The 6,11-ethanobenzo[b]quinolizinium derivatives are highly hydrophilic compounds reported to exhibit high affinity and specificity to the PCP-binding site of the NMDARs (Mallamo et al. 1994). Based on the SAR studies, new fluorine-18 radioligands ([¹⁸F]9 and [¹⁸F]10) and a carbon-11 ligand ([¹¹C]11) have been developed as novel PET radioligands for the PCP-binding site of NMDARs as shown in Fig. 18.13 (Sasaki et al. 1998; Ishibashi et al. 2000). These compounds showed moderate binding affinity for the PCP-binding site (9: IC₅₀ = 47 nM, 10: IC₅₀ = 89 nM, 11: IC₅₀ = 19 nM vs [³H]TCP) (Sasaki et al. 1998). In the preliminary radiosynthesis of [¹⁸F]9 and [¹⁸F]10, nucleophilic radiofluorination of mesylate was unsuccessful probably due to trapping of ¹⁸F⁻ anion by the ammonium cation. An alternative synthetic route, including early fluorination of dienophile prior to the Diels-Alder reaction permitted successful radiosynthesis of [¹⁸F]9 and [¹⁸F]10 (Sasaki et al. 1998; Ishibashi et al. 2000). However, the specific activity of [¹⁸F]9 and [¹⁸F]10 was relatively low (>263 MBq/μmol). The [¹¹C]11 was prepared by O-methylation of the hydroxyl precursor. The specific activity of [¹¹C]11 was about 63 GBq/mmol. Values were approximately a 1,000-fold lower than the theoretical specific activity of C-11 ligands starting from [¹¹C]CO₂. In vivo biodistribution studies demonstrated that these three radioligands showed a quite low BBB permeability (0.02 − 0.05 % ID/g at 15 min) presumably because of their cationic property and extremely low lipophilicity (Ishibashi et al. 2000). To improve brain uptake and receptor specificity, the reduced derivative [¹¹C]12 was developed as a prodrug for [¹¹C]11. In the preliminary in vivo studies, cationic [¹⁴C]12 was easily metabolized to neutral [¹⁴C]11 at 15 min after injection. However, most of [¹⁴C]11 was cleared from the brain at 45 min. Although [¹¹C]12 showed a higher BBB penetration (0.7 − 0.8 % ID/g at 15 min) than that of [¹⁴C]11, no regional difference was observed between the forebrain regions and cerebellum (Sasaki et al. 2001). Although [¹¹C]12 was not confirmed to be a useful PET ligand for NMDARs, this prodrug strategy can be applied to the development of in vivo imaging agents.

Fig. 18.13

Chemical structure of other radiolabeled open channel blocker derivatives

BIII277CL (Fig. 18.13), a potent anticonvulsant and neuroprotective agent, has been reported to have high affinity (K _i = 4.5 nM vs [³H]MK-801) at the PCP-binding site of NMDARs (Grauert et al. 1997, 1998). Kokic et al. have developed a methyl analog of BIII277CL (13, Fig. 18.13) with substantial affinity for the PCP-binding site (K _i = 49 nM vs [³H]TCP) as a candidate imaging agent for NMDARs. [¹¹C]13 was prepared by O-[¹¹C] methylation of BIII277CL with a specific activity of 30–60 GBq/μmol. PET studies of [¹¹C]13 in pigs revealed homogenous localization in the cortex and cerebellum. The kinetic analysis using one-tissue compartment model revealed that V _T of [¹¹C]13 was approximately 1 in both the cortex and cerebellum. These results indicated a lack of specific binding of [¹¹C]13 for NMDARs (Kokic et al. 2002).

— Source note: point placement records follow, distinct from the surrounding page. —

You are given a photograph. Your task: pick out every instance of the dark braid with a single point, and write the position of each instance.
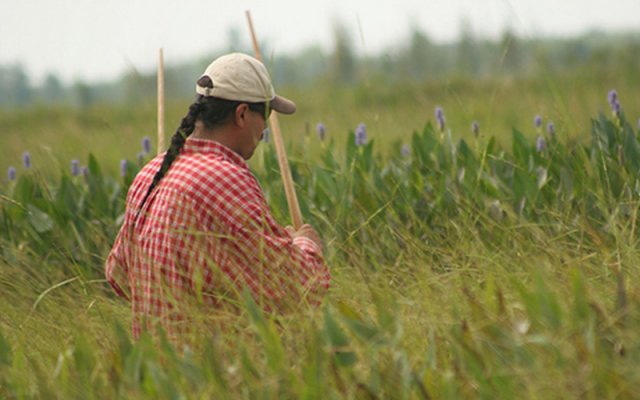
(211, 111)
(187, 125)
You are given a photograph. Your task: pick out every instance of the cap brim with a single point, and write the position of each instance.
(282, 105)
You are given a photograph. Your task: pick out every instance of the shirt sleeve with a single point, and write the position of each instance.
(281, 272)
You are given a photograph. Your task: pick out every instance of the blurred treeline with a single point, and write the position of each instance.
(416, 59)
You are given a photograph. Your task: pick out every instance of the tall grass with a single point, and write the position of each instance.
(469, 267)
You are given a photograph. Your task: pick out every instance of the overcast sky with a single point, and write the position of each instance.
(100, 39)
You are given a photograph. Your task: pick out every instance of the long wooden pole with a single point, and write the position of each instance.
(285, 172)
(160, 102)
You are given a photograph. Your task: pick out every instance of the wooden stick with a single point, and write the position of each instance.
(285, 172)
(161, 102)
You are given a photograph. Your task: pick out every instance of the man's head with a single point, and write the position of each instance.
(234, 98)
(242, 78)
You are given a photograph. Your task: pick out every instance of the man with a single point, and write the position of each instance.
(197, 229)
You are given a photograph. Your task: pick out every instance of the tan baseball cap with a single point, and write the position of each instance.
(240, 77)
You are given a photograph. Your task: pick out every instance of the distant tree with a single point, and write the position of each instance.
(14, 86)
(467, 57)
(512, 53)
(419, 55)
(83, 94)
(52, 89)
(344, 62)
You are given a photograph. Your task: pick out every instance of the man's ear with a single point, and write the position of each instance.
(241, 114)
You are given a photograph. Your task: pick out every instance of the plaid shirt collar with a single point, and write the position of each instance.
(206, 146)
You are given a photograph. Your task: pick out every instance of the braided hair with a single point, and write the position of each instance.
(212, 111)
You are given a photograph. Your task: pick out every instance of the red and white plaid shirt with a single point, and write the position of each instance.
(204, 234)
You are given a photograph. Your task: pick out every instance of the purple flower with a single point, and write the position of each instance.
(75, 167)
(612, 97)
(361, 135)
(321, 130)
(537, 121)
(551, 129)
(440, 118)
(405, 150)
(146, 145)
(12, 173)
(613, 102)
(541, 144)
(123, 167)
(616, 108)
(26, 159)
(475, 128)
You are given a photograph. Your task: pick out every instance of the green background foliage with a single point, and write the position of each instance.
(471, 267)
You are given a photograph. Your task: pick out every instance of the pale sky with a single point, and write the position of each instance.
(101, 39)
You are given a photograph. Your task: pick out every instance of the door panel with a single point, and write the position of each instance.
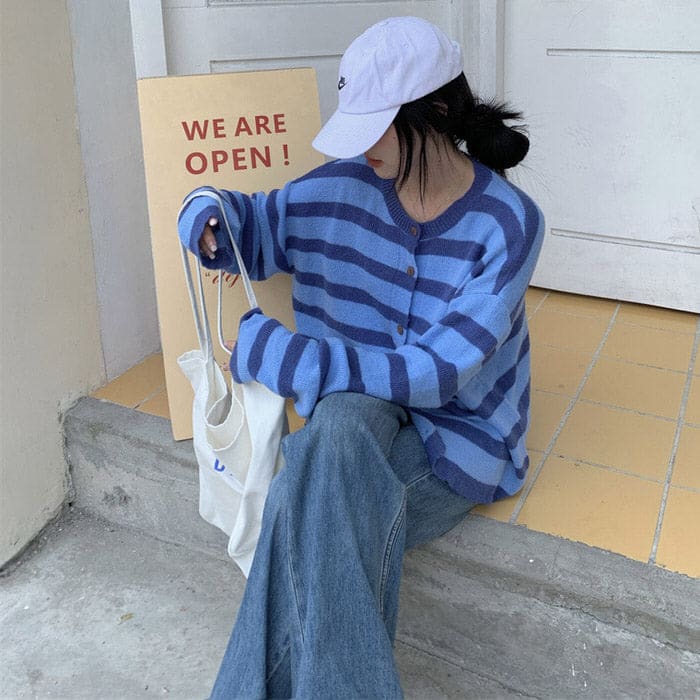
(610, 92)
(229, 35)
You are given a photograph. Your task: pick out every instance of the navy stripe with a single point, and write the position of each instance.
(339, 168)
(324, 360)
(348, 293)
(448, 378)
(272, 211)
(473, 490)
(398, 379)
(472, 332)
(351, 214)
(355, 384)
(246, 237)
(513, 236)
(419, 325)
(290, 361)
(347, 254)
(354, 333)
(495, 448)
(451, 248)
(258, 349)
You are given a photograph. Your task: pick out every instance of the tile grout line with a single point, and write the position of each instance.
(574, 400)
(674, 448)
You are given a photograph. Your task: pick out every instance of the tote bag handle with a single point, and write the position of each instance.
(199, 311)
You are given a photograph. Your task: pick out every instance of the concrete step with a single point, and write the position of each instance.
(489, 610)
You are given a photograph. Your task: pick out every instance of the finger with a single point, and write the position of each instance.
(207, 242)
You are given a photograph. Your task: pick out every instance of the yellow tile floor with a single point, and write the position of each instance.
(615, 432)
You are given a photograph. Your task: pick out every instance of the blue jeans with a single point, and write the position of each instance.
(319, 612)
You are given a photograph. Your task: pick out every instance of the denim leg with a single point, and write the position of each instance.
(318, 616)
(256, 661)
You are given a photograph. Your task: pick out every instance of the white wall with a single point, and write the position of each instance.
(50, 348)
(105, 85)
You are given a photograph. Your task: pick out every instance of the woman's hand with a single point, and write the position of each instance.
(207, 241)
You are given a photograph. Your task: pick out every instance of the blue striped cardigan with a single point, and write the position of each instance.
(428, 315)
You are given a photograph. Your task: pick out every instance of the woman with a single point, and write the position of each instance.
(410, 258)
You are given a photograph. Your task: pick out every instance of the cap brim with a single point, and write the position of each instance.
(347, 135)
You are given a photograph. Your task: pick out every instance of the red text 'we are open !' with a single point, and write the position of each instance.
(240, 157)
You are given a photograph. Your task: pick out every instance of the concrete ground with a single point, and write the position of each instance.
(129, 595)
(94, 610)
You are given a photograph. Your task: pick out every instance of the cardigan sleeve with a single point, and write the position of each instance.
(258, 225)
(426, 373)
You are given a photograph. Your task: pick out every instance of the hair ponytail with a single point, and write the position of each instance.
(452, 110)
(490, 140)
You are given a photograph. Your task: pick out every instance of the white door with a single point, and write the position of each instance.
(212, 36)
(611, 90)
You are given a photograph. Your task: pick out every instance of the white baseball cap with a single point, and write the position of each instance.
(395, 61)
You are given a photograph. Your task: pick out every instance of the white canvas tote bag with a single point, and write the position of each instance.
(237, 428)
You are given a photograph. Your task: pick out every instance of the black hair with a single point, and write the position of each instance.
(453, 110)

NPS 1506 (Fig. 18.13) has been reported noncompetitive NMDAR antagonist with moderate affinity (IC₅₀ = 664 nM vs [³H]MK-801). The NPS 1506 is neuroprotective in a variety of animal models of stroke and head injury with no PCP-like psychotomimetic effects at doses between 1 and 5 mg/kg i.p. in rats (Mueller et al. 1999). Considering such a pharmacological profile, which is different from the previous NMDAR antagonists, NPS 1506 was labeled with carbon-11 and evaluated as a novel PET tracer for the PCP-binding site of NMDARs. The [¹¹C]NPS 1506 was prepared by N-[¹¹C] methylation of primary amine precursor with a specific activity of around 50 GBq/μmol. Biodistribution of [¹¹C]NPS 1506 in mice and rat demonstrated that uptake into the brain was rapid and occurred at high levels. However, the regional brain distribution was fairly uniform and did not clearly reflect the known localization of NMDARs in the rodent brain. In addition, treatment with unlabeled NPS 1506 did not cause any change in uptake in the mouse brain compared with the control group. An activator of NMDARs, 3-nitropropionic acid (20 mg/kg), did not produce any change in the regional uptake in the hippocampus nor the striatum. Therefore, [¹¹C]NPS 1506 may be an unsuitable in vivo tracer for NMDARs because of its large nonspecific binding fraction and low in vitro binding affinity for NMDARs (Fuchigami et al. 2003).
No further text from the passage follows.